In your case, you have the derivation $S\to^*SSSS$, which suggests that the language is infinite. Can you come up with an infinite list of words generated by this grammar?

Answer 2

The only way a finite system (grammar) can generate an infinite set of words is by repeating stuff: you start at $S$ and keep expanding until you hit a non-terminal that you've already expanded. So now you can just copy the sub-tree corresponding to that symbol and paste it. You can do this forever so it must be that the grammar generates infinitely many words.

You can use a directed graph to represent a context-free grammar: think of the grammar specification as being an adjacency list of some graph (In the first rule, there is an edge from $S$ to $X$ and from $X$ to $Y$ and so on). Now, the grammar generates an infinite set if and only if the graph is cyclic (this needs proof). A technicality is that the cycle should generate something other than the empty word. This gives a general procedure for deciding whether a grammar generate an infinite set of words or not.

The graph corresponding to your example looks like:

There are lots of cycles. $S^*$ ($(bb)^*$ is a subset of the language that the grammar generates) is one example.

Answer 3

The language is infinite iff its grammar can generate an infinite number of words, or equivalently iff a recognizing automaton can recognize an infinite number of words.
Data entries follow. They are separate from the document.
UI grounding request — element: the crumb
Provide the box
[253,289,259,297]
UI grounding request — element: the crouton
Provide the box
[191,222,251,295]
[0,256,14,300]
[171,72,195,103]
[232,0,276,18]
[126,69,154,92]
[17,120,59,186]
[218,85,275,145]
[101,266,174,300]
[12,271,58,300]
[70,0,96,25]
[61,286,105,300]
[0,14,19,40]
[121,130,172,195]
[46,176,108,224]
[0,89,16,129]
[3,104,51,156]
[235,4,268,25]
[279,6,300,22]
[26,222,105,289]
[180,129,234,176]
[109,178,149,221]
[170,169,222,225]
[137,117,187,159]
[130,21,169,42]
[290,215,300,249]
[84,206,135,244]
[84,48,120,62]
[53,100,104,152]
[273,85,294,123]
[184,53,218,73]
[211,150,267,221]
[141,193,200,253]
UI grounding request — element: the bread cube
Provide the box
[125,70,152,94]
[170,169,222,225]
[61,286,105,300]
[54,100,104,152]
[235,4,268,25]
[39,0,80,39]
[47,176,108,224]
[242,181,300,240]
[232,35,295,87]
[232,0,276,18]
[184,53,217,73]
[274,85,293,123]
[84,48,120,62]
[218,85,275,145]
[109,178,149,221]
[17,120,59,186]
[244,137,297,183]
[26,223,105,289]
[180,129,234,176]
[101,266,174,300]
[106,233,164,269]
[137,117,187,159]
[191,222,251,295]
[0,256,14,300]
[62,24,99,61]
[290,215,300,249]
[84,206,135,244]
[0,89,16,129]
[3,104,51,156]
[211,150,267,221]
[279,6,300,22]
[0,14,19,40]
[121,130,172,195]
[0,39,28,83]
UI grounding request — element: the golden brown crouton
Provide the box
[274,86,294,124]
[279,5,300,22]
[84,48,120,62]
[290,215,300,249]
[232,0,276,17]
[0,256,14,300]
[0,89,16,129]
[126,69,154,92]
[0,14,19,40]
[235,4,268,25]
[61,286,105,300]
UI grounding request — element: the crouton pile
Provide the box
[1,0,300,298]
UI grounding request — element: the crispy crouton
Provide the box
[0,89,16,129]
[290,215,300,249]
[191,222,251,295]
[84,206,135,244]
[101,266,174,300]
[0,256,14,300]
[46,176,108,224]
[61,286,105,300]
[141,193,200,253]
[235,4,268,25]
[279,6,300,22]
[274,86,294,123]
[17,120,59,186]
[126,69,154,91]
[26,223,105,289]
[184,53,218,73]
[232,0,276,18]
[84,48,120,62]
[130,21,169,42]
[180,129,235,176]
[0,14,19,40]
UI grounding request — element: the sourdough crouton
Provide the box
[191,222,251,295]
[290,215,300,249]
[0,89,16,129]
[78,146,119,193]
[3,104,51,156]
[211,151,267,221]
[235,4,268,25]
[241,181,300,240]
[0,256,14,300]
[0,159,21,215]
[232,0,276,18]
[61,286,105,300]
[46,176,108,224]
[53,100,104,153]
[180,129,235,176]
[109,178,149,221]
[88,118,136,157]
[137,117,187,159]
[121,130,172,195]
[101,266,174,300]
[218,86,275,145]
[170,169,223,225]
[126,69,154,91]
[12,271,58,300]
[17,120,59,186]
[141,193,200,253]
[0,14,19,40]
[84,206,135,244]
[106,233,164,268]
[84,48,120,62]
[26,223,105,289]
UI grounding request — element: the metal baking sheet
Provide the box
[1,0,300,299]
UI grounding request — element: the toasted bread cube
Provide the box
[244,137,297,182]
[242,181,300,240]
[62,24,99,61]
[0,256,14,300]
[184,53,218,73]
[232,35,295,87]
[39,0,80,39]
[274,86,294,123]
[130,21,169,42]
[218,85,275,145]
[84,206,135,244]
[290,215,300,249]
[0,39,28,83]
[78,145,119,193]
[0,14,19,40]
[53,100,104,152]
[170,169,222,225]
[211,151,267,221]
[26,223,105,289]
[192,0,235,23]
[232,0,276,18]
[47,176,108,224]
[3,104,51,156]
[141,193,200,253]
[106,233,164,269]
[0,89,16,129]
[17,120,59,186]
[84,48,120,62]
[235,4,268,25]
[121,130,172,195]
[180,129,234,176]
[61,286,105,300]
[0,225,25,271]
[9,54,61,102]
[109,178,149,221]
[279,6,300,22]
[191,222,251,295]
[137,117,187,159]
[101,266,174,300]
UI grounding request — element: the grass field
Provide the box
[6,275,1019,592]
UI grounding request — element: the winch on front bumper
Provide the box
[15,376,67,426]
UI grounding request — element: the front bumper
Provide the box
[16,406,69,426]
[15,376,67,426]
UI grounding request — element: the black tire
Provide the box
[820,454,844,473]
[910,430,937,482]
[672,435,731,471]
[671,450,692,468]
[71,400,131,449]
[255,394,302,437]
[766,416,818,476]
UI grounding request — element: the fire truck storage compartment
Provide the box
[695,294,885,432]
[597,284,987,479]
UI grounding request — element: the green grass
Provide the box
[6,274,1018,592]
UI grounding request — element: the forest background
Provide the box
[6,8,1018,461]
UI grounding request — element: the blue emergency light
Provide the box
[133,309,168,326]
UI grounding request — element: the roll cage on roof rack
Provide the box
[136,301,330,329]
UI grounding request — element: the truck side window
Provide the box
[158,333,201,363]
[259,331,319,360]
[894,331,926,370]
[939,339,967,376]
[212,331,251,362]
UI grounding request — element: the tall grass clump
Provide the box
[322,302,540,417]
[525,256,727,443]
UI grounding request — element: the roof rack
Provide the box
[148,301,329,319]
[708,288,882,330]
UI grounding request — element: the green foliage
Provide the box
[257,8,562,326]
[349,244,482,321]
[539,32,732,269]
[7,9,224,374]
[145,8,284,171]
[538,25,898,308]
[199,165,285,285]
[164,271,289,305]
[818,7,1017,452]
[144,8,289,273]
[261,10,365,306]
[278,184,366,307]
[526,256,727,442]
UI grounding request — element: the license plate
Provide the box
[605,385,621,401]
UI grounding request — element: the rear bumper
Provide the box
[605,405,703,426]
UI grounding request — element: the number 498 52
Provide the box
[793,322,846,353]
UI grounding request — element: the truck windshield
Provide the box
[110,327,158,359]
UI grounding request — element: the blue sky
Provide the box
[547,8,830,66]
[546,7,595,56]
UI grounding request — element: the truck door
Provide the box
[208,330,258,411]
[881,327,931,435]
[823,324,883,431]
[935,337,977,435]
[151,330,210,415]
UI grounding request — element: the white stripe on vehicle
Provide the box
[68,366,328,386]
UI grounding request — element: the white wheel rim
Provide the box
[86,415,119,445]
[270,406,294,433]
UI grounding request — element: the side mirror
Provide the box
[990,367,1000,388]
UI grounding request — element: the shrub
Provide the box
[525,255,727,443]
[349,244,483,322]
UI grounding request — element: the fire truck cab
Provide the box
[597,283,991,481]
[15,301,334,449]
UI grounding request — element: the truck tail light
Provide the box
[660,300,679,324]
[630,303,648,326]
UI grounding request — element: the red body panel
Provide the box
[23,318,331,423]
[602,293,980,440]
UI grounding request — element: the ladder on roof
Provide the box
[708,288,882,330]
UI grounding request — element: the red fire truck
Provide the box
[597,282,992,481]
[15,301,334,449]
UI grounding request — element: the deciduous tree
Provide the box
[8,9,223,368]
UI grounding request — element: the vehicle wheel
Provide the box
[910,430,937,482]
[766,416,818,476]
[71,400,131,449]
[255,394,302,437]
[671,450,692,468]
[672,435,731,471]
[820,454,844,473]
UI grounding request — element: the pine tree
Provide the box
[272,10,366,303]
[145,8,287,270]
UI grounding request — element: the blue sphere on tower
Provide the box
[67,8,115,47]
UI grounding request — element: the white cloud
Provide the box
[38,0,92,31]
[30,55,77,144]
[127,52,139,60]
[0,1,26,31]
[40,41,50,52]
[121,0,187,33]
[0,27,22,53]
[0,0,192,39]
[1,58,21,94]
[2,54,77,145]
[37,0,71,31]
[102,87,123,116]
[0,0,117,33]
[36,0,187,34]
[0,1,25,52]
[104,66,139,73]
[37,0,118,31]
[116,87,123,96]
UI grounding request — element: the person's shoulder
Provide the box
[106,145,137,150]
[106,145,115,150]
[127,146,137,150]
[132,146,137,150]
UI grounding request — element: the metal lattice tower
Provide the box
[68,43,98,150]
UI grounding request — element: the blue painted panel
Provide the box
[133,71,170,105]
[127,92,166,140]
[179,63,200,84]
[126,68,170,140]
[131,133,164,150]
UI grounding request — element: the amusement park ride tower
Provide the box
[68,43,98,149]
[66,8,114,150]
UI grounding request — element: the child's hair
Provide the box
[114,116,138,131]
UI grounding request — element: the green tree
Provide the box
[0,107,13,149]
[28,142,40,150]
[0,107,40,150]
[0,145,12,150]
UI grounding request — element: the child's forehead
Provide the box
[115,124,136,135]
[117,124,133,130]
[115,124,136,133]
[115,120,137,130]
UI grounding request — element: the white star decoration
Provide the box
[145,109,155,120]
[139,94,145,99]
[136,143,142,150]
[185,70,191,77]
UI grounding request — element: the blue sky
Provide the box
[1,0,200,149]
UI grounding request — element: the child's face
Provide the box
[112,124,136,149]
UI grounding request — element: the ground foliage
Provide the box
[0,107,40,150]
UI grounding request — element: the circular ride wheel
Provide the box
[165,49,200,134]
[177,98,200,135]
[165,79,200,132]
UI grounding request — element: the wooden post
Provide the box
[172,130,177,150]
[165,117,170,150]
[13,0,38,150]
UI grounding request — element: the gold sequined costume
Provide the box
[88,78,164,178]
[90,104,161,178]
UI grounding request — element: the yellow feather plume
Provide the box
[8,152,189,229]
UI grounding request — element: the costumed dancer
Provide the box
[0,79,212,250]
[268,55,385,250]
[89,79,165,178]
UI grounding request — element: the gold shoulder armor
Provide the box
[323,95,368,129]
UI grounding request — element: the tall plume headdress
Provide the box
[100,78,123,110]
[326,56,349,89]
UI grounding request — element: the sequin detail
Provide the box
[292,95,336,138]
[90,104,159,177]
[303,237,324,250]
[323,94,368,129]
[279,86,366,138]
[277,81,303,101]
This is something that you have to prove.

For that purpose you can rely on some facts.

• a language is infinite if and only if contains words of unbounded length, i.e. longer than any size you may choose.

  (Useful and easy exercise: prove that the total number of words of size less than some integer $n$ built on a finite alphabet $\Sigma$ is always finite. - this proves the above statement)

  This tells you two things

  • that if you can show that the language contains words of unlimited size, it is indeed infinite.
  • that you can always count on that property to prove language infinity

• To prove that words can have unlimited size, you must use an induction proof. And, when using a grammar definition of the language, it will have to be based on non-terminals as they are the only part of a derived string that can be replaced by something longer.

For example, if the initial symbol derives on a string that contains it plus other symbols, including a terminal, and only non-terminal that derive on a terminal word ... the you may think on using that for an induction proof.

Well ... what about trying?

And try to think why I specify these constraints. (remember, the words of the language contain only terminals)

By the way, the recursion must sometimes be on another non-terminal than the initial one (S). But it will do in your case.

Answer 4

I recall from the 1960's a technique for at least some classes of formal grammars for finding cycles (loops generating an infinite language ) in a grammar. A Boolean matrix is created for all rules or productions in the grammar. All terminals and non-terminals are listed as the vertical side of the matrix and the horizontal side of the matrix. There are zeros in the matrix where vertical side of the rule does not directly produce a symbol across the horizontal side. There ones where the left part (row title) directly produces the right part (column title)

This captures all the direct transitions. This matrix is multiplied times its transpose. The martix multiplication is simplified by the use of Warshall's algorithm. The result is the reflexive transitive closure of the grammar. The grammar is cycle free if the right to left diagonal of the resulting matrix is all zeros.